While in Chicago with my mom back in November, we had lunch at this fabulous little neighbourhood restaurant called Birchwood Kitchen (merci vicky for the recommendation). It was one of those restaurants where everything on the menu tempts you, and you leave your decision to the very last minute and just trust your gut. I chose mushroom ragu on toast (think something like this), and my mom ordered a roasted squash salad, with chickpeas, wheatberries, hazelnuts and pecorino. To say that we were happy with our choices would be an understatement. We left with full bellies, big smiles, and a promise that I would attempt to replicate my mom's dish once back home. It may have taken a little while, and I may have abandoned a few ingredients along the way, but I never break a promise - had to get it just right. Enjoy!
ROASTED SQUASH, CHICKPEA AND WHEAT BERRY SALAD // serves 4-6
The wheat berries can easily be doubled if you want to make the dish a bit bigger. There will be enough dressing for it, and it won't detract from the balance of the dish - promise!
Preheat oven to 400.
1/2 cup wheat berries
1 3/4 cup water
1 butternut squash
1 T olive oil
1/2 tsp chili powder
1 can chickpeas, rinsed and drained
2 T olive oil
1 tsp cumin
1 tsp paprika
1/2 tsp chili powder
arugula, for serving
juice from 1 lemon
1/4 cup olive oil
1 garlic clove, minced
What to do:
In a medium size pot, combine water and wheat berries. Bring to a boil, stir, reduce heat to low and cover for 1 hour. Strain excess water.

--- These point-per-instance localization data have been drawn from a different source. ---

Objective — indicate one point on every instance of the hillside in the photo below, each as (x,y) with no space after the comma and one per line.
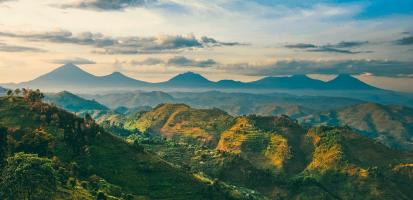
(133,99)
(86,154)
(278,158)
(390,125)
(73,78)
(3,90)
(170,120)
(73,103)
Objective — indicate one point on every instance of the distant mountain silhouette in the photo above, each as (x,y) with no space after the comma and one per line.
(71,77)
(348,82)
(293,82)
(189,79)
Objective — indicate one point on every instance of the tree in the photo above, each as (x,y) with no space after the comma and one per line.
(32,95)
(3,145)
(17,91)
(9,92)
(27,176)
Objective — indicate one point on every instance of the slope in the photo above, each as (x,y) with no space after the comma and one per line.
(73,103)
(89,151)
(388,124)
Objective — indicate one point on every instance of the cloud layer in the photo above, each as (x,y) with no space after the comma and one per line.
(405,40)
(344,47)
(76,61)
(178,61)
(124,45)
(108,5)
(15,48)
(371,67)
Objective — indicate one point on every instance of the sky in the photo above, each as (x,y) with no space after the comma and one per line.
(153,40)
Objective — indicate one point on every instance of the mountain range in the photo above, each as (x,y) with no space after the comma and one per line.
(71,77)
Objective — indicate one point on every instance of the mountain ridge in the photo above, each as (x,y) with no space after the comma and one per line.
(72,76)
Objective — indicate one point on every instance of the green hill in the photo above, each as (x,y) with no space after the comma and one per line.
(91,159)
(389,124)
(280,159)
(182,122)
(73,103)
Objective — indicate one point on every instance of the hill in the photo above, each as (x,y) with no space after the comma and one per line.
(73,103)
(3,90)
(93,161)
(347,82)
(133,99)
(277,157)
(188,79)
(179,120)
(72,78)
(388,124)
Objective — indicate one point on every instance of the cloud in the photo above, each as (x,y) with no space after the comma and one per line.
(123,45)
(405,41)
(348,44)
(108,5)
(15,48)
(148,61)
(341,47)
(334,50)
(301,46)
(389,68)
(178,61)
(186,62)
(76,61)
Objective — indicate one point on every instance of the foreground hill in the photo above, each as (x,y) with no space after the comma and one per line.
(3,90)
(171,120)
(390,125)
(276,156)
(73,103)
(84,153)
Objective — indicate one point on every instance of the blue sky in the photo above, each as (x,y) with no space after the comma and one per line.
(244,40)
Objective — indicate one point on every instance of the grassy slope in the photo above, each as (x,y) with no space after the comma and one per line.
(391,125)
(109,157)
(322,163)
(172,120)
(73,103)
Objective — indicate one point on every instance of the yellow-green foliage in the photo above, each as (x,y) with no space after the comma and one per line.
(89,150)
(328,152)
(178,120)
(278,151)
(264,149)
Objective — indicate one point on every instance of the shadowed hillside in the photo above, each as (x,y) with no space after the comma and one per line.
(390,125)
(94,160)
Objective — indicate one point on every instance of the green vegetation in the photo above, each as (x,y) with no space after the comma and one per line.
(178,152)
(73,103)
(87,161)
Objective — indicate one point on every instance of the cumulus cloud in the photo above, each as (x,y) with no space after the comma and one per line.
(76,61)
(405,40)
(186,62)
(123,45)
(108,5)
(293,67)
(178,61)
(148,61)
(15,48)
(343,47)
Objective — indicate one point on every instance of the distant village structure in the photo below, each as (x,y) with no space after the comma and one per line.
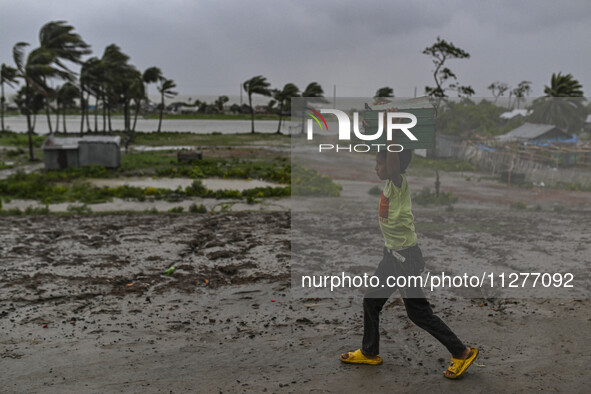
(60,153)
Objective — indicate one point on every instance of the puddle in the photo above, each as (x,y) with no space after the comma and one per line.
(266,205)
(145,148)
(174,183)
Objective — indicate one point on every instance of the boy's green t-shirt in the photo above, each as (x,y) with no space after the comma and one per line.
(396,219)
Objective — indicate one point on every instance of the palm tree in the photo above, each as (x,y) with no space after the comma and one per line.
(523,89)
(563,105)
(91,76)
(314,93)
(381,93)
(256,85)
(59,39)
(563,86)
(283,97)
(34,71)
(7,76)
(115,76)
(165,89)
(151,75)
(66,98)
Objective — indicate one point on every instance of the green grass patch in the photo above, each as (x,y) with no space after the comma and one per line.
(192,139)
(21,140)
(308,182)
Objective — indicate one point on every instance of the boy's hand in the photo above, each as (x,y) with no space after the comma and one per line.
(392,159)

Cut the ends off the butternut squash and carefully, using a carrot peeler, peel off the skin. Slice lengthwise in half, and then cut into 1/4"-1/2" half-moons. Remove seeds and stringy bits as required.
Toss the squash in a bowl with the olive oil, chili powder and a dash of salt and pepper. Spread onto a rimmed baking sheet, and roast for 20-30 minutes, until soft, but still holding its shape.
Make the dressing by combining all the ingredients in a glass jar. Seal the lid and shake vigourously. Set aside.
Wait until the wheat berries are ready before starting on the chickpeas. In a cast iron skillet over med-high heat, warm 2 T olive oil. Add the remaining spices and stir gently until fragrant and bubbling. Add the chickpeas, and roast until crispy, about 10 minutes, stirring to spread the flavours and avoid sticking. Turn the burner off, add the wheat berries and 2-4 T dressing and stir to combine.
When ready to serve, plate a few slices of squash, followed by a heaping scoop of wheat berry/chickpea mixture and a handful of greens.
Best served warm or at room temperature.